LONDON, Dec 23 (Reuters) – Facebook-owner Meta (FB.O) is appealing Britain’s ruling that it must sell animated images platform Giphy, saying the evidence does not support the finding that the deal is a threat to its rivals or could impact competition in display advertising.
Britain’s Competition and Markets Authority (CMA) ordered Meta to sell Giphy, which it acquired for a reported $400 million in May 2020, last month after it decided the remedies offered by the U.S. company did not answer its concerns.
It was the first time the British regulator had blocked a major digital acquisition, and it signaled a step change in its scrutiny of “big tech” companies.

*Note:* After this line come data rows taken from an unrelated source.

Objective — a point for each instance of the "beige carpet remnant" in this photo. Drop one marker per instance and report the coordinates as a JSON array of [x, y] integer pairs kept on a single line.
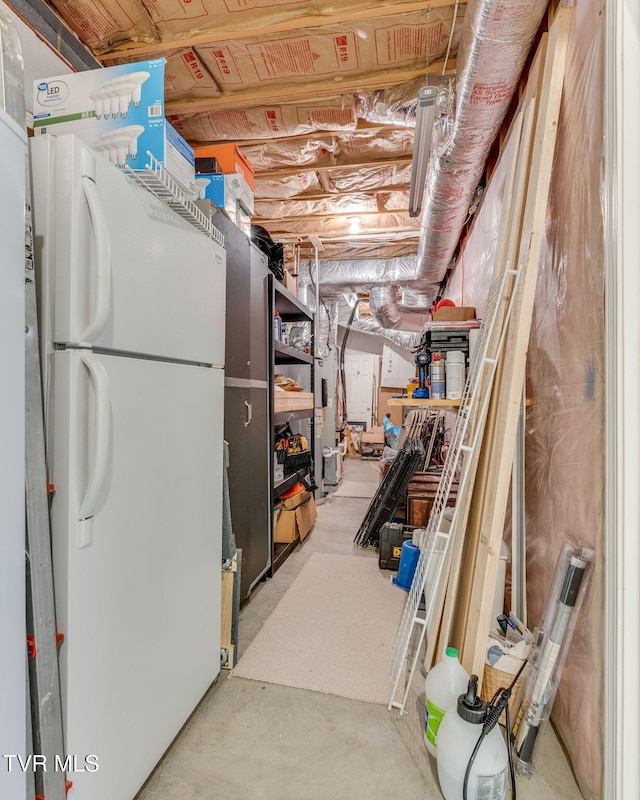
[[333, 631]]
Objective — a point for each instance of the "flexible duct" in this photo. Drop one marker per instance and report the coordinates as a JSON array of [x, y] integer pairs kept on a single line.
[[496, 38], [384, 306]]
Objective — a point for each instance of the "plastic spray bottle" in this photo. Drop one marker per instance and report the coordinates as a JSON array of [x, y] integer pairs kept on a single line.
[[471, 751], [444, 684]]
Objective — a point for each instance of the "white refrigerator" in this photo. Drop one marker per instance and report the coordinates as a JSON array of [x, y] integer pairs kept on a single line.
[[132, 302]]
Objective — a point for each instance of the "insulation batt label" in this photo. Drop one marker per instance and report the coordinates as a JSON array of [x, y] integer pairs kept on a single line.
[[15, 762]]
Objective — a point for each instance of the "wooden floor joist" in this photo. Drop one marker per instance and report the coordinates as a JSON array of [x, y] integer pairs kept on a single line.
[[514, 357]]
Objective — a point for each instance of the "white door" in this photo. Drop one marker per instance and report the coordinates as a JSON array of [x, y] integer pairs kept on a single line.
[[121, 270], [136, 459], [361, 374]]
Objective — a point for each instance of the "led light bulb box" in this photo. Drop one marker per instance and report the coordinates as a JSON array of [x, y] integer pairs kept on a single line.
[[119, 112]]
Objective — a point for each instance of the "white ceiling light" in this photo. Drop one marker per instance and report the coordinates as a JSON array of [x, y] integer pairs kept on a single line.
[[425, 116]]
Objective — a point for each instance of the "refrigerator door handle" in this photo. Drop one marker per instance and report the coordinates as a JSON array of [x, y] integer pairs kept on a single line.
[[102, 438], [102, 309]]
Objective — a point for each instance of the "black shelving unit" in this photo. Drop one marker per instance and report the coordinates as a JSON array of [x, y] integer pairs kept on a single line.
[[290, 309]]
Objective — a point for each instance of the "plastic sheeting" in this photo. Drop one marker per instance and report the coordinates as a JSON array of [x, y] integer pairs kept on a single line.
[[346, 50], [348, 180], [565, 424], [496, 38], [346, 203]]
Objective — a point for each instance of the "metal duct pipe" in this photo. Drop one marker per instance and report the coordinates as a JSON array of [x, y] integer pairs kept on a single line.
[[409, 341], [327, 333], [384, 307], [496, 37]]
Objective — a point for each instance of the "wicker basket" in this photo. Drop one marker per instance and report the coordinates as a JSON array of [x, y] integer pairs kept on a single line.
[[494, 679]]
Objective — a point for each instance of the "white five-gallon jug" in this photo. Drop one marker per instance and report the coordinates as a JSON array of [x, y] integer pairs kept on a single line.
[[444, 684], [458, 736]]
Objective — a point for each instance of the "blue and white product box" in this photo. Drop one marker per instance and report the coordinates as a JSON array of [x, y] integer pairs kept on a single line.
[[119, 111], [230, 192], [210, 186]]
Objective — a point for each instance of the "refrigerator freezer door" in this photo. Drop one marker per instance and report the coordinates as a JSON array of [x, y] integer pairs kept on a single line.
[[136, 558], [120, 270]]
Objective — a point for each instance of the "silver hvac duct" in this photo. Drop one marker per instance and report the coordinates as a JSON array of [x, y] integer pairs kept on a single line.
[[384, 306], [496, 39]]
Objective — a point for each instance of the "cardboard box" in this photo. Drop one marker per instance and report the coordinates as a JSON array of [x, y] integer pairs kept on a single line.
[[295, 519], [230, 160], [230, 192], [119, 112], [384, 395], [374, 435], [292, 401], [454, 314]]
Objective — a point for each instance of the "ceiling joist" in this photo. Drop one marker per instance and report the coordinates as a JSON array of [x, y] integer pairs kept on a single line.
[[135, 50], [308, 92]]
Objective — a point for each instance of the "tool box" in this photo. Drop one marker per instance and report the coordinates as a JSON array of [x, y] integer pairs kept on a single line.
[[392, 535]]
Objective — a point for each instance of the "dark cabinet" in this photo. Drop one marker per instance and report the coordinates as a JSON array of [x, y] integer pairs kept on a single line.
[[247, 399]]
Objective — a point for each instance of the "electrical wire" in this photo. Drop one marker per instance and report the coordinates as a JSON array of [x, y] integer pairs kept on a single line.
[[343, 349]]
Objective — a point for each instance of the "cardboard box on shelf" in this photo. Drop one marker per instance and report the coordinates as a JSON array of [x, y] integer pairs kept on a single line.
[[292, 401], [119, 112], [230, 160], [454, 314], [372, 443], [295, 518]]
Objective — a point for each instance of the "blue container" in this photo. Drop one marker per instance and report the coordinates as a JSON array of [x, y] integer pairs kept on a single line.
[[408, 562]]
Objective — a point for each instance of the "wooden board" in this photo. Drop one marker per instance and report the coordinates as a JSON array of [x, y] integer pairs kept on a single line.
[[292, 401], [226, 611], [514, 358], [514, 200]]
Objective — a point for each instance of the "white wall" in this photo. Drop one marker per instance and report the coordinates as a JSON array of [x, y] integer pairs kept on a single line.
[[40, 61]]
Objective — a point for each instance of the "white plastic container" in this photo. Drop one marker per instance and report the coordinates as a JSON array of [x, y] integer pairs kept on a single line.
[[444, 684], [457, 738], [455, 372]]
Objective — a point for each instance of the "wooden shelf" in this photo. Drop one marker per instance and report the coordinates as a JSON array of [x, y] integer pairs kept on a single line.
[[284, 354], [281, 552], [422, 402], [288, 416]]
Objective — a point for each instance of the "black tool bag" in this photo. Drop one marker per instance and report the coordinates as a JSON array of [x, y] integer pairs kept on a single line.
[[292, 450]]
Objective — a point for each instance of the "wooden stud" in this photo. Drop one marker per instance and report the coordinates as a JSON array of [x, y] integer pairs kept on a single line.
[[514, 357], [309, 92], [135, 50]]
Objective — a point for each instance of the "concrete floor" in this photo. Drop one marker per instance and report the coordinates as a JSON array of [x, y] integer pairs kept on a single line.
[[257, 741]]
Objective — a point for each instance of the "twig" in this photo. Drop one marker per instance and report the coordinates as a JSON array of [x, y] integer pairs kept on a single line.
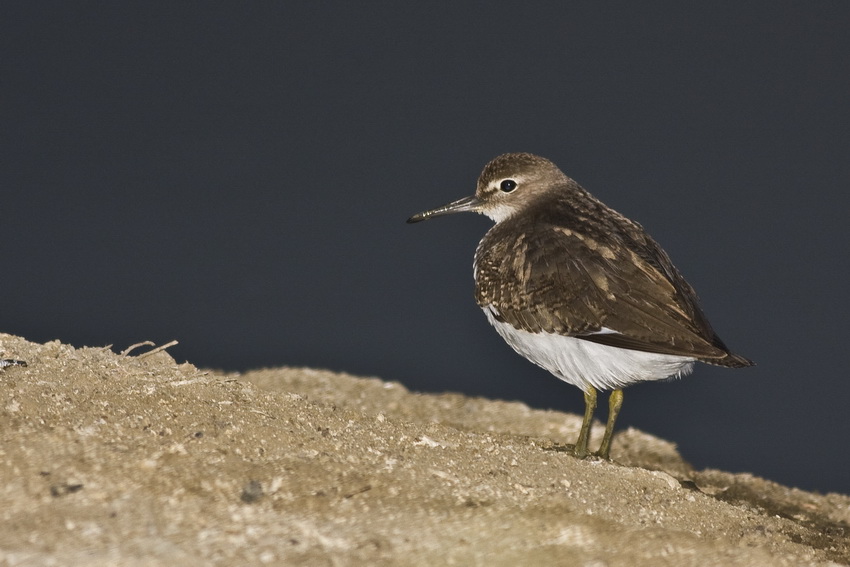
[[130, 348], [158, 349]]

“We are appealing the CMA’s Giphy decision and will seek a stay of the CMA’s order to divest,” a Meta spokesperson said on Thursday.

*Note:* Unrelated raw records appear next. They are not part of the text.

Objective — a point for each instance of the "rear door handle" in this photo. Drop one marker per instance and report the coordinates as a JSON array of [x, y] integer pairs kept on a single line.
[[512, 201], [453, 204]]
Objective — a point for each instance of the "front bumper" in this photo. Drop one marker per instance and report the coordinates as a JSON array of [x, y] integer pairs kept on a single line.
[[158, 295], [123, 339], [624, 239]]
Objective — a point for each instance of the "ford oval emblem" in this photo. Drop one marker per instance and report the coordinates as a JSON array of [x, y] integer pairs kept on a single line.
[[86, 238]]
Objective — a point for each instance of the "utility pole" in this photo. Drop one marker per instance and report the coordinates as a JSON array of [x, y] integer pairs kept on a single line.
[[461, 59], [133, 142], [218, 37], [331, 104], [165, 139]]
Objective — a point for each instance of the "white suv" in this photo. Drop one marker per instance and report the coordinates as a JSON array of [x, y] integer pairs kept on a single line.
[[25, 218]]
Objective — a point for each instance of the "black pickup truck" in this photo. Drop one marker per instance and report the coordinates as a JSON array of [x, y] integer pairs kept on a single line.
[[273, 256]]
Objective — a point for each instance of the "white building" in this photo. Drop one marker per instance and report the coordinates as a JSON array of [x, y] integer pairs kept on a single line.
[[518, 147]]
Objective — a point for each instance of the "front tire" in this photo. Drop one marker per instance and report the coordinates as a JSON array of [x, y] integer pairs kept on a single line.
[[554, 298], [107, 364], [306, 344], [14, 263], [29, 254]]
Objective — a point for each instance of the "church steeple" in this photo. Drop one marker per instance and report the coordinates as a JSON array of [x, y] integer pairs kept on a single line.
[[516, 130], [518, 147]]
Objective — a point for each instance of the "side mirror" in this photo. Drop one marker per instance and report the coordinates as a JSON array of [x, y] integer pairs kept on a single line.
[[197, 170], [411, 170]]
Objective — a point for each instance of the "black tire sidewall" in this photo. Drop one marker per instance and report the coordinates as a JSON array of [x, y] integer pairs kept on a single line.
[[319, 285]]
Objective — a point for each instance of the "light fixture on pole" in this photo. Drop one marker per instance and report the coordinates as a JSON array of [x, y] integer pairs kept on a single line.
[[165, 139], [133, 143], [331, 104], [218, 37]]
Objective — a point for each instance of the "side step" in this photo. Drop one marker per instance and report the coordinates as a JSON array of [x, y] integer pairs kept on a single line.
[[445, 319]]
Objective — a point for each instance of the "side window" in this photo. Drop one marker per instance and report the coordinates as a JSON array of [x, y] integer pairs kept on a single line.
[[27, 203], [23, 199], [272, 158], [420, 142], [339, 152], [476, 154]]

“The decision to block the deal is wrong on the law and the facts, and the evidence does not support the CMA’s conclusions or remedy.”
Half of traffic to Giphy’s huge library of looping videos comes from Meta’s platforms Facebook, Instagram and WhatsApp.
Meta said it would not change the terms of access for competitors, nor collect addition data from the use of GIFs, which have no online tracking mechanisms such as pixels or cookies.
The CMA rejected the remedy, which Meta offered to make legally binding, in part because it would require ongoing monitoring.
The regulator was also concerned Meta had closed down Giphy’s fledgling advertising business, removing a potential source of competition.
Meta said Giphy’s advertising business was unsuccessful, and if it had the potential to become a major competitor its model could be replicated by any other GIF provider. It argues the deal did not, therefore, meet the threshold of a “substantial lessoning of competition” needed for the CMA to block it.